Thank you for your advice
Marc
I think you can calculate your gradient using the same approach used in image border detection (which is a gradient calculus). If your histogram is in a vector you can calculate an approximation of the gradient as*:
for each point in the histogram compute
gradient[x] = (hist[x+1] - hist[x])
This is a very simple way to do it, but I'm not sure if is the most accurate.
approximation because you are working with discrete data instead of continuous
Edited:
Other operators will may emphasize small differences (small gradients will became more emphasized). Roberts algorithm derives from the derivative calculus:
lim delta -> 0 = f(x + delta) - f(x) / delta
delta tends infinitely to 0 (in order to avoid 0 division) but is never zero. As in computer's memory this is impossible, the smallest we can get of delta is 1 (because 1 is the smallest distance from to points in an image (or histogram)).
Substituting
lim delta -> 0 to lim delta -> 1
we get
f(x + 1) - f(x) / 1 = f(x + 1) - f(x) => vet[x+1] - vet[x]

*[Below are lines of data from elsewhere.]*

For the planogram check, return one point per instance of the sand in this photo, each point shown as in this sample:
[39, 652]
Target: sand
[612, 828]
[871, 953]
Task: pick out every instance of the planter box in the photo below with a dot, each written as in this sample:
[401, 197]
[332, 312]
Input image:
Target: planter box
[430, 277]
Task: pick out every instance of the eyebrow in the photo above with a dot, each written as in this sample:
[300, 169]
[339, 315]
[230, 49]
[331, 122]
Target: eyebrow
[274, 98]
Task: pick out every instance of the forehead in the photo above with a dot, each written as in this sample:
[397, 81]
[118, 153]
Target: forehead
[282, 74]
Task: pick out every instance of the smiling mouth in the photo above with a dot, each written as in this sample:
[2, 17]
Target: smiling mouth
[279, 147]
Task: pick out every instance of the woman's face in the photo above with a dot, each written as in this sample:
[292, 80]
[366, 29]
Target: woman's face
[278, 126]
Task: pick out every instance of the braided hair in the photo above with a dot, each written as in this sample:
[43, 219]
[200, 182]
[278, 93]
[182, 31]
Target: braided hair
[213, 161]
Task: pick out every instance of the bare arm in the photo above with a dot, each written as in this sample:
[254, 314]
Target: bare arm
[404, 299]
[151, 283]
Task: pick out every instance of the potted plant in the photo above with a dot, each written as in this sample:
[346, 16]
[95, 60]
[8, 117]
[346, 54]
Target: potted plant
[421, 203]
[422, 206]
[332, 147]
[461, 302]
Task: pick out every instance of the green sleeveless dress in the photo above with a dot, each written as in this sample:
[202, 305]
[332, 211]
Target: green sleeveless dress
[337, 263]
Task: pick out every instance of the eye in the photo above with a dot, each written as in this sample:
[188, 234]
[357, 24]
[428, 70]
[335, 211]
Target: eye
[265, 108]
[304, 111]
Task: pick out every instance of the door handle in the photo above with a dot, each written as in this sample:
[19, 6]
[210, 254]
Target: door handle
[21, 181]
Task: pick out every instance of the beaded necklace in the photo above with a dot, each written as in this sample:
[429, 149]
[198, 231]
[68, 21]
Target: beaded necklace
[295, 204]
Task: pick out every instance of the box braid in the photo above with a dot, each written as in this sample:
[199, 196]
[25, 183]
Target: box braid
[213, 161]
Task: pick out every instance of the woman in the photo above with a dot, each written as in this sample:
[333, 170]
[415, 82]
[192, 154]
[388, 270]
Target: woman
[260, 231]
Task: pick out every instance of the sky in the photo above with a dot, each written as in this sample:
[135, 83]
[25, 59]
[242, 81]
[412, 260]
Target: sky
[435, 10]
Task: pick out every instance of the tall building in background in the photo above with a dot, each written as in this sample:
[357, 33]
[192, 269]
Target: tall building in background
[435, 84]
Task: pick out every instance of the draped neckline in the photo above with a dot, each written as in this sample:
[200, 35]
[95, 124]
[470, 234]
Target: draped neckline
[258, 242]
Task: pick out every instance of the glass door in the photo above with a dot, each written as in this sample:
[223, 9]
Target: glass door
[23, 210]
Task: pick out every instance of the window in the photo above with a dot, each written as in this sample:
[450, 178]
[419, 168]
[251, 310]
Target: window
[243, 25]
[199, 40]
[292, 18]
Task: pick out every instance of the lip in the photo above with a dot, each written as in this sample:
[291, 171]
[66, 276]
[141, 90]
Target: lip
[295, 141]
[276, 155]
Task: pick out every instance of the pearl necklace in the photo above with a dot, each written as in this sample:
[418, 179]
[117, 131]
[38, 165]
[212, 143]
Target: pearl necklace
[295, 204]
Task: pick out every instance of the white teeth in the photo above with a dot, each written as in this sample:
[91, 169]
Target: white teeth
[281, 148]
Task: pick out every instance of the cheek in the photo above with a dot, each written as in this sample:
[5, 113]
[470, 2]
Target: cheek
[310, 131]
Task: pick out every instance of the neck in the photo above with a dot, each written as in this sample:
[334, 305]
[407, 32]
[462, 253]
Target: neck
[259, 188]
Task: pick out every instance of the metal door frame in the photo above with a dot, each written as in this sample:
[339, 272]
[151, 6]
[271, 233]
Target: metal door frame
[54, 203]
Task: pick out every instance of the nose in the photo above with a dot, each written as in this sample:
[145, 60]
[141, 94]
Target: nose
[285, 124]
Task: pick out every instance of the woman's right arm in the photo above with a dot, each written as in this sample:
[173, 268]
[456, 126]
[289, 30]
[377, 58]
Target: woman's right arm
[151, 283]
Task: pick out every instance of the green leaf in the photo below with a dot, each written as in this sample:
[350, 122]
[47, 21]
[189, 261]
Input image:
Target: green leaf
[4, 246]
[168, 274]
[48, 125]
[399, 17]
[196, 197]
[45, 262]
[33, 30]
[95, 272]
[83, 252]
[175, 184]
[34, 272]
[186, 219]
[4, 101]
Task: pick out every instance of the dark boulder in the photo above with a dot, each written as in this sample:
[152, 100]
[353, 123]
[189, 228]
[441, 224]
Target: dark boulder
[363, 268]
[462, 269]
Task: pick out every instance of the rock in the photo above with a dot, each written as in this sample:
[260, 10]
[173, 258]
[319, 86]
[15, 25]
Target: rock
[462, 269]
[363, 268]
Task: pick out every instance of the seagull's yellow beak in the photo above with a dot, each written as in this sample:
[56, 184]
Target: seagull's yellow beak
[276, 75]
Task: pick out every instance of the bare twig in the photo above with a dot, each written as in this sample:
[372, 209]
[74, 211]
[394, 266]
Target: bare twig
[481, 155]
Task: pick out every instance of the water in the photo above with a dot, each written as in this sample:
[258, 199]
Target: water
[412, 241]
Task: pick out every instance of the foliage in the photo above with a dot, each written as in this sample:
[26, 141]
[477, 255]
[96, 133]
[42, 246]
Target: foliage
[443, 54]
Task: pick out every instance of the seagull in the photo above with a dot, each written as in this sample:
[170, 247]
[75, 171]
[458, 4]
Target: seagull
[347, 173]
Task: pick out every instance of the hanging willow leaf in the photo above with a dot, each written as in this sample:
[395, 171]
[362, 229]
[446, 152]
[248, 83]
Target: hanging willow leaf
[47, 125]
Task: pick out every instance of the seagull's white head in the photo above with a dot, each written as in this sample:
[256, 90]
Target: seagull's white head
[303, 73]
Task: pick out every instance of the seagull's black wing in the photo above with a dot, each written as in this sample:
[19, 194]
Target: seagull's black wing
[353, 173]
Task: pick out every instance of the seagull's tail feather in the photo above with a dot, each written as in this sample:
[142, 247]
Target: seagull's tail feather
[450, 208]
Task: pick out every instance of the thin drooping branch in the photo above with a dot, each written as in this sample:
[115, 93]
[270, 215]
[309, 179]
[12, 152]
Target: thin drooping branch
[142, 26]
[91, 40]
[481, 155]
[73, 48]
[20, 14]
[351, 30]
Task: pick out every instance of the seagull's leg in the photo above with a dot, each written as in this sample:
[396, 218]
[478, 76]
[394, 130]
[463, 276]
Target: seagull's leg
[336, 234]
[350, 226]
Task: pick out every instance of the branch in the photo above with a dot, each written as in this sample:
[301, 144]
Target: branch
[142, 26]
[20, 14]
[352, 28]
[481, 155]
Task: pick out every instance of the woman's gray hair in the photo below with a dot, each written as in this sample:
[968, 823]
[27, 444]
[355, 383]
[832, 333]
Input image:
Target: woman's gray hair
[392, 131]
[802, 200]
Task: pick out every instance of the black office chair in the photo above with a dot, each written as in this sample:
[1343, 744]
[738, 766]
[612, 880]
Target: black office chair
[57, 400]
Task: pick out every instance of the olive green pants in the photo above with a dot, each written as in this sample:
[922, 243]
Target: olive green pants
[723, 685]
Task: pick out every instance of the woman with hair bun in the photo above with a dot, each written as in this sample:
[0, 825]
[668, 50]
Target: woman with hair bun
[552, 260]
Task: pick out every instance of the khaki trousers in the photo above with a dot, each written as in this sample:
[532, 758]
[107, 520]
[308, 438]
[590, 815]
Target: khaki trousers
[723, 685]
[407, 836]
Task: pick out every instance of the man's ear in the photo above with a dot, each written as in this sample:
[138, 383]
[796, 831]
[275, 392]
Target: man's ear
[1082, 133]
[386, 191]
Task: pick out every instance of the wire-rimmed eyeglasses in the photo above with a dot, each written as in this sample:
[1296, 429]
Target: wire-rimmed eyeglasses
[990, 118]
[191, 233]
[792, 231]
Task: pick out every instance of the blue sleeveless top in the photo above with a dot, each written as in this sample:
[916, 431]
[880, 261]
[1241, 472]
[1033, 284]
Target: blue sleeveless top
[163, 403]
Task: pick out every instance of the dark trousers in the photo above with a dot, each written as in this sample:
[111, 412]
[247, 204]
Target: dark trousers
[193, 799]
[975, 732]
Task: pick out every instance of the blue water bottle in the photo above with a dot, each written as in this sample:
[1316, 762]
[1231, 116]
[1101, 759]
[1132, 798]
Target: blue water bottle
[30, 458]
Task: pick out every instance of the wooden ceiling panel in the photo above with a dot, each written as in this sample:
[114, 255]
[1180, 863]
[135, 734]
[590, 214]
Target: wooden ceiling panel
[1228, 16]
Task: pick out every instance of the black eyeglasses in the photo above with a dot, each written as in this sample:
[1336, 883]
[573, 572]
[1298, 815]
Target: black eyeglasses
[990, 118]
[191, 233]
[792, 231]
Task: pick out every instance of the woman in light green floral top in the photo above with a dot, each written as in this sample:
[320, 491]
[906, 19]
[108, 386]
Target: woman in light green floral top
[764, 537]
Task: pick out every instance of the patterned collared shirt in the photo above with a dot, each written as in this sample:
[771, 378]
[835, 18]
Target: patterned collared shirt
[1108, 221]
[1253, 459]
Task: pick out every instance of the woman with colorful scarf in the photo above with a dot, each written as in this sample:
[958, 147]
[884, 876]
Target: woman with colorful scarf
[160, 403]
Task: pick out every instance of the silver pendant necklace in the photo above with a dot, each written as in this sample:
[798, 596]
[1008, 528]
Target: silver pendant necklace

Two generally approaches here:
a discrete approximation to the derivative
take the real derivative of a fitted function
In the first case try:
g = (y_(i+1) - y_(i-1))/2*dx
at all the points except the ends, or one of
g_left-end = (y_(i+1) - y_i)/dx
g_right-end = (y_i - y_(i-1))/dx
where dx is the spacing between x points. (Unlike the equally correct definition Andres suggested, this one is symmetric. Whether it matters or not depends on you use case.)
In the second case, fit a spline to your data[*], and ask the spline library the derivative at the point you want.
[*] Use a library! Do not implement this yourself unless this is a learning project. I'd use ROOT because I already have it on my machine, but it is a pretty heavy package just to get a spline...
Finally, if you data is noisy, you ma want to smooth it before doing slope detection. That was you avoid chasing the noise, and only look at large scale slopes.
Take some squared paper and draw on it your histogram. Draw also vertical and horizontal axes through the 0,0 point of your histogram.
Take a straight edge and, at each point you are interested in, rotate the straight edge until it accords with your idea of what the gradient at that point is. It is most important that you do this, your definition of gradient is the one you want.
Once the straight edge is at the angle you desire draw a line at that angle.
Drop perpendiculars from any 2 points on the line you just drew. It will be easier to take the following step if the horizontal distance between the 2 points you choose is about 25% or more of the width of your histogram. From the same 2 points draw horizontal lines to intersect the vertical axis of your histogram.
Your lines now define an x-distance and a y-distance, ie the length of the horizontal/ vertical (respectively) axes marked out by their intersections with the perpendiculars/horizontal lines. The gradient you want is the y-distance divided by the x-distance.
Now, to translate this into code is very straightforward, apart from step 2. You have to define what the criteria are for determining what the gradient at any point on the histogram is. Simple choices include:
a) at each point, set down your straight edge to pass through the point and the next one to its right;
b) at each point, set down your straight edge to pass through the point and the next one to its left;
c) at each point, set down your straight edge to pass through the point to the left and the point to the right.
You may want to investigate more complex choices such as fitting a curve (such as a quadratic or higher-order polynomial) through a number of points on your histogram and using the derivative of that to represent the gradient.
Until you understand the question on paper avoid coding in C++ or anything else. Once you do understand it, coding should be trivial.